Моя служба в старой гвардии. Война и мир офицера Семеновского полка. 1905–1917

Юрий Макаров
100
10
(1 голос)
0 0

Аннотация: Юрий Владимирович Макаров – русский дворянин, кадровый офицер гвардии, вся военная служба которого в старой России была связана со знаменитым Семеновским полком, основанным Петром I. Сразу после юнкерского училища Юрий Макаров поступил в лейб-гвардии Семеновский полк и оставался верен ему всю жизнь, даже в те тяжелые времена, когда полк перестал существовать, а его офицеров, уцелевших в боях Первой мировой войны, разметало не только по России, но и по всему миру. Но память о своем полку бывшие семеновцы хранили свято.

Книга добавлена:
7-08-2023, 08:40
0
393
110
Моя служба в старой гвардии. Война и мир офицера Семеновского полка. 1905–1917
Содержание

Читать книгу "Моя служба в старой гвардии. Война и мир офицера Семеновского полка. 1905–1917"



Ерунду о русской жизни иностранцы писали и пишут вот уже несколько сот лет. Совсем недавно один видный американский корреспондент, проживший в Москве с 1941 до 1943 года, в своей книге написал, что до революции сельские священники имели над своими прихожанами право жизни и смерти. Причина этому или бойкое невежество, или голый расчет. Если написать, что в России люди жили более или менее как всюду, это будет незанимательно. Нужно дать что-нибудь экзотическое, чтобы било в нос.
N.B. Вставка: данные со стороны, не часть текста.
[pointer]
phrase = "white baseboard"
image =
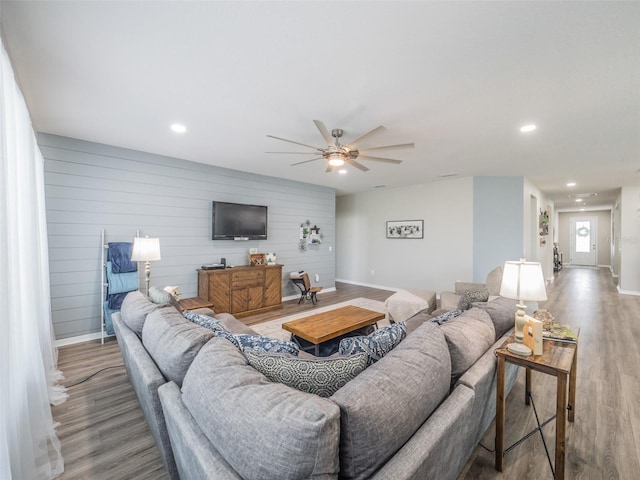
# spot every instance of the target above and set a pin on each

Тогда книгу будут читать. По тому же принципу, до самого последнего времени, составлялись и фильмы «из русской жизни». Кто рассказал Элинор Глин про «кукушку», не знаю. Во всяком случае, не мы.

В лагерях, кроме приемов начальства и «четверговых обедов», бывали приемы и случайного характера, главное, в силу нашего лагерного расположения. Наше отличное лагерное собрание, лучшее во всем гвардейском корпусе, стояло в саду, около которого проходило шоссе, соединяющее Царское Село с Красным. В 2 километрах от нас на этом шоссе, по направлению к Царскому, находилась большая деревня Николаевка, где обыкновенно стоял лагерем лейб-гвардии Атаманский казачий полк. С 1906 года стали вызывать на лагерный сбор в Красное наиболее заслуженные полки из других городов. Первым приехал из Варшавы лейб-гвардии Уланский полк. На следующее лето в ту же Николаевку поставили нижегородских драгун, привезя их из Тифлиса. Еще через год туда же поместили 13-й гренадерский лейб-эриванский царя Михаила Федоровича полк, по преданию старейший полк русской армии.
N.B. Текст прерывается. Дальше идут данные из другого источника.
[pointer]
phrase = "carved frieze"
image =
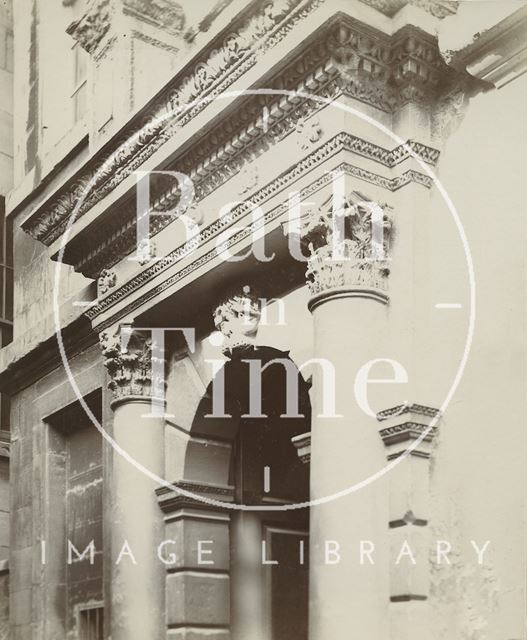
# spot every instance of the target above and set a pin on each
(106, 281)
(378, 70)
(130, 361)
(217, 226)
Обыкновенная их стоянка была под Тифлисом. Мысль привозить на лагерный сбор в Красное такие полки была не глупая мысль. Этим поддерживалась между полками связь и военное товарищество. Но плохо было то, что, кроме дарового проезда, офицерам на поездку в гости никаких лишних денег не давали, а пребывание в гостях стоило недешево. В уланах и нижегородских драгунах служили люди со средствами, но большинство эриванцев, кроме жалованья, ничего не имели, и потому залезли в долги.
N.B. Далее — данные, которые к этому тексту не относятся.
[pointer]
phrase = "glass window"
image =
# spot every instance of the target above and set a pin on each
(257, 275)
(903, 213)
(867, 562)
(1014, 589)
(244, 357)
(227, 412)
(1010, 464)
Всем таким гостям, в качестве ближайших соседей, наше собрание считало своим долгом устраивать парадные обеды с закусками, с цветами и с музыкой. В грязь лицом, конечно, не ударяли и за таким обедом не столько выпить, сколько открыть и поставить на стол 150 бутылок шампанского, считалось делом обыкновенным. Садились вперемешку наши с гостями, и «уложить» гостя под стол являлось вопросом самолюбия и полкового престижа. Это, конечно, не всегда удавалось. Долго вспоминали потом обед, данный нижегородцам, когда натренированные на кахетинском грузинские князья оказались непобедимы, и в состязании немало из нашей молодежи легло костьми. После таких приемов обыкновенно все свободные диваны в наших офицерских бараках были заняты «отдыхающими» гостями.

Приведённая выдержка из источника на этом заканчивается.